Indeed, this theory of organizational construction may be behind the increase in regulatory attention to so-called cultures of compliance. The Justice Department now makes organizational attitude part of the charging decision and sanctioning process. Likewise, various regulatory agencies, such as the Federal Reserve Bank of New York, the Securities and Exchange Commission (SEC), and its self-regulatory partner, the Financial Industry Regulatory Authority (FINRA), are now making culture part of the inquiry into whether firms have adequate supervisory or risk management procedures in place. The goal appears to be a thorough cleaning of cognitive and organizational filters.

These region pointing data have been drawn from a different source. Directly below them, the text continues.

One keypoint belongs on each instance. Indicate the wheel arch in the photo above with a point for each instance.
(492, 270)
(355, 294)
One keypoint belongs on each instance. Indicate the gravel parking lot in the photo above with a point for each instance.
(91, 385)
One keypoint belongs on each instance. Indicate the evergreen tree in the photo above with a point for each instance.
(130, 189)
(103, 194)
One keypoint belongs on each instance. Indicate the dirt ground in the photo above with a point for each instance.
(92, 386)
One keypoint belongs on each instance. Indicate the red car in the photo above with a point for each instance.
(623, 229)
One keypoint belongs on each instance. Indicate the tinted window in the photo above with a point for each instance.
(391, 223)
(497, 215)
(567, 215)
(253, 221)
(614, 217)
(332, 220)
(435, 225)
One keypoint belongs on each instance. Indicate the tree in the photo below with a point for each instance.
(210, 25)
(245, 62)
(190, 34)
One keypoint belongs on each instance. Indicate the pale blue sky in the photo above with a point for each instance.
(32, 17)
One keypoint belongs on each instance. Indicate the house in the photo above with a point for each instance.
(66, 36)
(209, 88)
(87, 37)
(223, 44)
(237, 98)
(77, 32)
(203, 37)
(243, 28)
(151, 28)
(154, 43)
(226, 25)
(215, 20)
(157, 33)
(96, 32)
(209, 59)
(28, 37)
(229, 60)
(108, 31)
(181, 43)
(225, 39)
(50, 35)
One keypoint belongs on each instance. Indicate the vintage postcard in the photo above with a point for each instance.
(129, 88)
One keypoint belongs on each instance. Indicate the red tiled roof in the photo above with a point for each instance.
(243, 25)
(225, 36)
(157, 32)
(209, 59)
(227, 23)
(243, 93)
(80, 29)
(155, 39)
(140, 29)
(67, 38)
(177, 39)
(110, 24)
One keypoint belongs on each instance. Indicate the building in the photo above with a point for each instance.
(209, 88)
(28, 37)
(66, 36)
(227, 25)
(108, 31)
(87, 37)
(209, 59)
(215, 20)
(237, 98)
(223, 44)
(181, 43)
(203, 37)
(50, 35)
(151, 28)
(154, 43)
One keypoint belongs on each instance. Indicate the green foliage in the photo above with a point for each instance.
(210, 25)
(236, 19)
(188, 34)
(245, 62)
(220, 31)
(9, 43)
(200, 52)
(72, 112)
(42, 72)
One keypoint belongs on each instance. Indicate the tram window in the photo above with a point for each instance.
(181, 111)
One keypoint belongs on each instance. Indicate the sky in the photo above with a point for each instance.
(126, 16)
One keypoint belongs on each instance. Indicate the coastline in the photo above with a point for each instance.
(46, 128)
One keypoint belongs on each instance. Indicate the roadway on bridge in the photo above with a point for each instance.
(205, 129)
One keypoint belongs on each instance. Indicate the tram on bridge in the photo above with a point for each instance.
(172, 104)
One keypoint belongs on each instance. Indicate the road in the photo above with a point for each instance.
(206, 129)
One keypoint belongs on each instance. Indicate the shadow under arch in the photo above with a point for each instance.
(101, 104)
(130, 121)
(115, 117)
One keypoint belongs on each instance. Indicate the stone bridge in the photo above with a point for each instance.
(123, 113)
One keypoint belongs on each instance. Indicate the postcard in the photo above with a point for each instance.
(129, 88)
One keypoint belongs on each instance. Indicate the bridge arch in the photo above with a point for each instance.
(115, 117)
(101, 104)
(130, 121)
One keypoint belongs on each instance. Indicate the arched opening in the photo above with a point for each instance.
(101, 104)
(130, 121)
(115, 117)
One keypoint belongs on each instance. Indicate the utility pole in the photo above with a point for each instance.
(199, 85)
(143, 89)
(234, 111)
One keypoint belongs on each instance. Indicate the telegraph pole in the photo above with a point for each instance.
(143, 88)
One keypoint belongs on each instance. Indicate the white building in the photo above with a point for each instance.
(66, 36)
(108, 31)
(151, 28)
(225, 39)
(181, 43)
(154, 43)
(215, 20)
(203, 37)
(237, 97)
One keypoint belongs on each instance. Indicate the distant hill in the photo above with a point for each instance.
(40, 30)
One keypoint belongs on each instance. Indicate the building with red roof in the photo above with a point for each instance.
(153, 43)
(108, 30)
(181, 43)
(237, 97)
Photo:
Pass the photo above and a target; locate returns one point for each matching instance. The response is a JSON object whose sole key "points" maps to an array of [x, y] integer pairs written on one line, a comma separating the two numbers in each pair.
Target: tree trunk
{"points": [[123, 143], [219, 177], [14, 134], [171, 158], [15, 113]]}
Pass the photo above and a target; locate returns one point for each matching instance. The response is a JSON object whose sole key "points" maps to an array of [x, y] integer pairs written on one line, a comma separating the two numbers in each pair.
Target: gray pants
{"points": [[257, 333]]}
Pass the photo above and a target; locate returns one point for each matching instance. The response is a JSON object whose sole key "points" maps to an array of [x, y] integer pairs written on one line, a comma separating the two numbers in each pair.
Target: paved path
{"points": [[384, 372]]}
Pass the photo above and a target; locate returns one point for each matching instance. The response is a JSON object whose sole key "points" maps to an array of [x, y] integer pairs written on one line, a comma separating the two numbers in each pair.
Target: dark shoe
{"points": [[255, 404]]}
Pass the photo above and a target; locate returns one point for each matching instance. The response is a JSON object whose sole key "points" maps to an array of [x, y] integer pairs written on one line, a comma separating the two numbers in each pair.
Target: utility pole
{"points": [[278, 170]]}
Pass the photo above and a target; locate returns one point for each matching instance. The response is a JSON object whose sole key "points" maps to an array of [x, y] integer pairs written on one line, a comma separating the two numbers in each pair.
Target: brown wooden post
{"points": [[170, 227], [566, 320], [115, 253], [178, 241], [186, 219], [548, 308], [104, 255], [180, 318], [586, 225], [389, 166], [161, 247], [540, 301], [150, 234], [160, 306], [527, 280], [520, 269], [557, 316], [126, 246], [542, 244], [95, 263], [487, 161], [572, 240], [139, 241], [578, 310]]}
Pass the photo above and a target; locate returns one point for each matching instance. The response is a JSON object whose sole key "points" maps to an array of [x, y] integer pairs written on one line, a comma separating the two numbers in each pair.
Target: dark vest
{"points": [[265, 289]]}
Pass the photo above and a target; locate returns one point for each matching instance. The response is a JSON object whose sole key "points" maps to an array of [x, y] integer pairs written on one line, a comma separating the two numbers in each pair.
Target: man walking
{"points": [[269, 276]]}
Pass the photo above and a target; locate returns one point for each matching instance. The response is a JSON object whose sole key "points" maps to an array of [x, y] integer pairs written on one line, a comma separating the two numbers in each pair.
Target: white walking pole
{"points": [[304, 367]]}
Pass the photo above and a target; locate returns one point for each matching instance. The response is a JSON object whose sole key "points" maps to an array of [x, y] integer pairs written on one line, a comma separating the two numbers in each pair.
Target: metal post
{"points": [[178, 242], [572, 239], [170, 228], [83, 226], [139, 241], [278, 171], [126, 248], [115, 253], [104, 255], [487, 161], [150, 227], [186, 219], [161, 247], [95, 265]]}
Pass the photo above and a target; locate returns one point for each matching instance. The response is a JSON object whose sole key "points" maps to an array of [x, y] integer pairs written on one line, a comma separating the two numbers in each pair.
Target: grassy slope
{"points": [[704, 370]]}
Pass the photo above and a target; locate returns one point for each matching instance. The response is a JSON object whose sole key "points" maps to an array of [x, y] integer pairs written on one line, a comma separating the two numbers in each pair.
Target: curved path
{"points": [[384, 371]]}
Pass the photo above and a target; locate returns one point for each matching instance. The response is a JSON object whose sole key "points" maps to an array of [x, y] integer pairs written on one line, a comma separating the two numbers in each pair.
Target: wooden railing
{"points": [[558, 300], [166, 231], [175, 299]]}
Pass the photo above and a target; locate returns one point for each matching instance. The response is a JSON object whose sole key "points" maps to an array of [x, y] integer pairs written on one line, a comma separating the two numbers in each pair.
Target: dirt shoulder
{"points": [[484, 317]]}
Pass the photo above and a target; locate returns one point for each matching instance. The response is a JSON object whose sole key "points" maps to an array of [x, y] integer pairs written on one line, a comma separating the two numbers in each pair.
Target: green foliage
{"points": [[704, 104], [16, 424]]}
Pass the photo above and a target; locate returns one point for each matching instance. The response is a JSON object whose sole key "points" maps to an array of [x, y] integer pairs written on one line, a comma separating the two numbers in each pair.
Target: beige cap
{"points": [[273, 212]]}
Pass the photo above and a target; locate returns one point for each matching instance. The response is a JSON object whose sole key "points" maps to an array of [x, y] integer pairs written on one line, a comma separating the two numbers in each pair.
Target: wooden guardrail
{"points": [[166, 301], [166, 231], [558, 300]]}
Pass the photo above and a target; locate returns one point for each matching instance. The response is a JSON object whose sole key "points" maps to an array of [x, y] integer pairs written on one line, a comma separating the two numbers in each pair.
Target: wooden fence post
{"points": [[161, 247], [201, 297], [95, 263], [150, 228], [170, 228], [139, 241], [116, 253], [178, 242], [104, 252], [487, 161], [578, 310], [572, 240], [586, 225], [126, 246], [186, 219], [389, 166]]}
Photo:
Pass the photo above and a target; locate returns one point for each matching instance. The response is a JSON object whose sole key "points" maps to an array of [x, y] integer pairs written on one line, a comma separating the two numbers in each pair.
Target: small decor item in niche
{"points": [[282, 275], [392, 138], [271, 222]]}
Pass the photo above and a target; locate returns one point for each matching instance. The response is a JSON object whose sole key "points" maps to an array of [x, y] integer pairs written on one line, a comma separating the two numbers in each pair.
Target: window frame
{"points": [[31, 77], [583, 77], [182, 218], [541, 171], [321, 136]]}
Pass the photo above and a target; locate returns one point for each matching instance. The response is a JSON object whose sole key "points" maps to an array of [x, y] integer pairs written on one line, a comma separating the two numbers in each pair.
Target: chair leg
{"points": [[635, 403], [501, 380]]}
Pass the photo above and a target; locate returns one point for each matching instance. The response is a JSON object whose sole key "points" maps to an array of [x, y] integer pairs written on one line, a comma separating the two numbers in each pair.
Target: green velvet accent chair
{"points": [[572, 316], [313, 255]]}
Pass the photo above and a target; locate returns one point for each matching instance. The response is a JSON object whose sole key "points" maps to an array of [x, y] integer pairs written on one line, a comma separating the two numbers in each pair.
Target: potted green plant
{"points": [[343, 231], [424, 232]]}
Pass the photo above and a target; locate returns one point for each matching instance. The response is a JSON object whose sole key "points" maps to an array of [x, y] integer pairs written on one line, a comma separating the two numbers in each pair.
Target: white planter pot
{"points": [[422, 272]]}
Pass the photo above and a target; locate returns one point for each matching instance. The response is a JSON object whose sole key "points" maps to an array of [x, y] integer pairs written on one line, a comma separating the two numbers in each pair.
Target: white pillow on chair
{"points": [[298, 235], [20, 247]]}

These efforts are potentially promising. But the general approach is horribly under-theorized, borne more out of regulatory frustration than savvy or hard evidence. If cultures are to root out the self-deception and other beliefs that crowd out character in the name of competitive success, we need to understand the processes far better than we yet do. As it stands, compliance norms threaten beliefs, behaviors, and cultural tropes that are instinctively success-producing. But some firms do compliance better than others, and presumably much can be learned from them.
No regulator can completely control the message in a noisy, partisan world. Indeed, research shows that partisanship itself connects to overconfidence, and both are on the rise. Cynical scripts about regulation can be hard to edit, especially with today’s dark national discourse about government competence. But it is worth making the effort. Indeed, that makes the work being done under an interdisciplinary mash-up of headings—behavioral ethics, in particular—so important.
Ever so slowly, we are learning more about how people in business internalize norms about legal and ethical risk-taking. Additional research on this phenomena may provide valuable intelligence for crafting better regulatory strategies and messages.